In this mouse-model study, researchers induced metabolic syndrome with a high fat diet and induced periodontitis with Aggregatibacter actinomycetemcomitans lipopolysaccharides (LPS).
Metabolic syndrome is characterized by a collection of risk factors, including belly fat, high blood pressure, high blood sugar, low HDL, and high triglycerides and is associated with an increased risk for both cardiovascular diseases and diabetes.
The researchers found that mice with metabolic syndrome had significantly higher periodontal inflammation and bone loss than mice without. This, they speculated, might be due to increased intake of palmitic acid, the most common saturated fatty acid, which appears to enhance the body’s reaction to periodontal bacteria via inflammatory cytokines in macrophages.
While this research is still preliminary, it is certainly not the first to connect obesity and periodontal disease. Last year, a study found that oral pathogen Fusobacterium nucleatum increases production of visfatin, a hormone produced by visceral fat that has been linked to many obesity-associated diseases, including Type 2 diabetes, obstructive sleep apnea, and cardiovascular disease.

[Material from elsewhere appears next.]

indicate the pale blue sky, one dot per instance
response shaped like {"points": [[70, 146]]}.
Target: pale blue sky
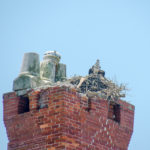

It makes sense that inflammatory conditions would be associated and perhaps exacerbate one another. Just look at the relationship between periodontal disease and diabetes: treating one generally improves outcomes in the other.
We already know that periodontal treatment is associated with improved clinical markers of both diabetes and cardiovascular disease; it will be interesting to see whether future research shows that improvement in metabolic health has a positive impact on periodontal disease.